Maria and Gordon Reynolds have proven a garden full of native plants can be both water-wise and colourful. (ABC Southern Qld: Peter Gunders)
The Reynoldses keep their garden watered with a large tank, but after months of no rain, the tank has emptied and they have resorted to paying for water to keep young plants thriving.
“If we get a bit of rain we don’t have to water our established native plants,” Mr Reynolds said.
But their lawn has suffered, and because the garden competition still awards points for the quality of the lawn, the Reynoldses knew their garden might not take out any major prizes this year.
“But people come to see the flowers, not the grass,” Ms Reynolds said.
“I think watering lawns is such a waste of water, and in the future I hope we’ll see less focus on lawns and more focus on the flowers.

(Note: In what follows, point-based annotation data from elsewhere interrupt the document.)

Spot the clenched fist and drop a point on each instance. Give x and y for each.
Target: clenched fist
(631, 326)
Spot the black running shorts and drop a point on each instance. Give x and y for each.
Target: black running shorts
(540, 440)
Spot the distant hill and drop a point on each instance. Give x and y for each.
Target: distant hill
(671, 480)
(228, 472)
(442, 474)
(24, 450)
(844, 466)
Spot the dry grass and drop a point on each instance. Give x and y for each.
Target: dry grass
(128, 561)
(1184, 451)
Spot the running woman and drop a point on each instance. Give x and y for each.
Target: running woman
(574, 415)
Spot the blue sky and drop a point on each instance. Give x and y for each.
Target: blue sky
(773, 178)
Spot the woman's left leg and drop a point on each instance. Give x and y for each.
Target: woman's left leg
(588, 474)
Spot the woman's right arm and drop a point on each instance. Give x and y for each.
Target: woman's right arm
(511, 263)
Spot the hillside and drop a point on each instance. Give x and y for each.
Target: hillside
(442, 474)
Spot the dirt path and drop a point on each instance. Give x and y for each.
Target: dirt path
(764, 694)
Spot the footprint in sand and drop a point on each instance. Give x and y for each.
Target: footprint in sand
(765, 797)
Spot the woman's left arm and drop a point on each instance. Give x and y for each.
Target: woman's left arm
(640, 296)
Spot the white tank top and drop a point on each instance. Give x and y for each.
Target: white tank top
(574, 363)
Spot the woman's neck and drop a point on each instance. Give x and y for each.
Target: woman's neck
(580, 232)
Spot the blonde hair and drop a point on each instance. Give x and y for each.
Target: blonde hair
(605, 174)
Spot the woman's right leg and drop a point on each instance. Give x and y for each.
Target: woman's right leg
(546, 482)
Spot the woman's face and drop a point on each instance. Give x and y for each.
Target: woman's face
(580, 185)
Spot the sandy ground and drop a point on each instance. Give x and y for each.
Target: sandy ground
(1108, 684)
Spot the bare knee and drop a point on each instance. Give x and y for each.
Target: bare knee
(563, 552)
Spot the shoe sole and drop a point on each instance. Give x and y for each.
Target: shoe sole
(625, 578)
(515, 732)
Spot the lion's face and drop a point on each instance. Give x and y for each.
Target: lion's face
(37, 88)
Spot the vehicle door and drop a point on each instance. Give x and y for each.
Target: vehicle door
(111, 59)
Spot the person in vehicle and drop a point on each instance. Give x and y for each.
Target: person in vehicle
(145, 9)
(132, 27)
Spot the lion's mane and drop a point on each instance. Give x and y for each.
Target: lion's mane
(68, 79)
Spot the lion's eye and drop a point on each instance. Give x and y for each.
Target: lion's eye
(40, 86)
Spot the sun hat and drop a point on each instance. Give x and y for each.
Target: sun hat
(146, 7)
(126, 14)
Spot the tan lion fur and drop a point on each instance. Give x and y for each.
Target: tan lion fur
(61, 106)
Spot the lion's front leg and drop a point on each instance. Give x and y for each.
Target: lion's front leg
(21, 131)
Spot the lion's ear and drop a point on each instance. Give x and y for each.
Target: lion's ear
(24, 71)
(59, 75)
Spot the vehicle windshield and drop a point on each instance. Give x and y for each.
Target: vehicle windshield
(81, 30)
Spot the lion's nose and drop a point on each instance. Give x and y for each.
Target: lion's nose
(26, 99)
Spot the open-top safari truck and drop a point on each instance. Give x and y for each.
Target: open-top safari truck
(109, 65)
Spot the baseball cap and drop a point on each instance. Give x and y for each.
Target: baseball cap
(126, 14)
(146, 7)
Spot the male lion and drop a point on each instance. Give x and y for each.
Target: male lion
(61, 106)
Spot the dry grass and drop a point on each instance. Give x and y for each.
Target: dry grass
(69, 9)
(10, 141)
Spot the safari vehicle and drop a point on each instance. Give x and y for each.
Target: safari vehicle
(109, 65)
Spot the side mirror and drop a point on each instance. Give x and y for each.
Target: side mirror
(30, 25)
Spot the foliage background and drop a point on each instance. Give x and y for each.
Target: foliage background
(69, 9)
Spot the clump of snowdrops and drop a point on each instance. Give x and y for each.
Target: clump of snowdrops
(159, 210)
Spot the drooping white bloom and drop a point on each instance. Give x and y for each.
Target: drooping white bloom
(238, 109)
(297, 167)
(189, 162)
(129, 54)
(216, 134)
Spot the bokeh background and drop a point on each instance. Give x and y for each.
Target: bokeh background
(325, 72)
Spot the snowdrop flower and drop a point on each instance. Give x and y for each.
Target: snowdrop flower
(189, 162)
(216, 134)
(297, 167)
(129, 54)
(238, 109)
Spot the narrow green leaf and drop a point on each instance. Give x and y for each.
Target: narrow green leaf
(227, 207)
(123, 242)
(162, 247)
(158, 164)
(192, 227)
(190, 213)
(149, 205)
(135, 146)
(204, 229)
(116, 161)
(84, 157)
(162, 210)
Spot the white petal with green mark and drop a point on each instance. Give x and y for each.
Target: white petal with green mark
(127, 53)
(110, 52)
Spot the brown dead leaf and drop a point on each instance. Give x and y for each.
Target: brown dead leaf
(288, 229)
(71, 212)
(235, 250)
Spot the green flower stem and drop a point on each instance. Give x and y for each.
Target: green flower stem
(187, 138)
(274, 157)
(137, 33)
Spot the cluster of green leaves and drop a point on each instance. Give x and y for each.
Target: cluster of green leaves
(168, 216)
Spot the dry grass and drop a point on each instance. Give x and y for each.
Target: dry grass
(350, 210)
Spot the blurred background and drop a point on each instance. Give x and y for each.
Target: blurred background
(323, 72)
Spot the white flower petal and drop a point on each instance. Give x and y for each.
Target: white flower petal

“That has been the talk among a lot of gardeners around town; it’s not the ‘carnival of grass’,” Mr Reynolds added.
Despite the harder conditions, the Reynoldses have no plans to hang up their trowels, and can still be found in their garden every day.
“We have breakfast out here each morning,” Mr Reynolds said.
“We’ve always got birds singing to us in the trees, and the bending and lifting and walking around the garden keeps you fit and healthy.
“A garden can be such a peaceful place that instantly makes you feel relaxed.”
And it is that feeling the Reynoldses hope will encourage the next generation to keep digging in the red soil of the garden city.
“Kids love to stick a seed in the ground and watch it grow,” Ms Reynolds said.
“It makes them feel proud. And that feeling can stay as you get older.”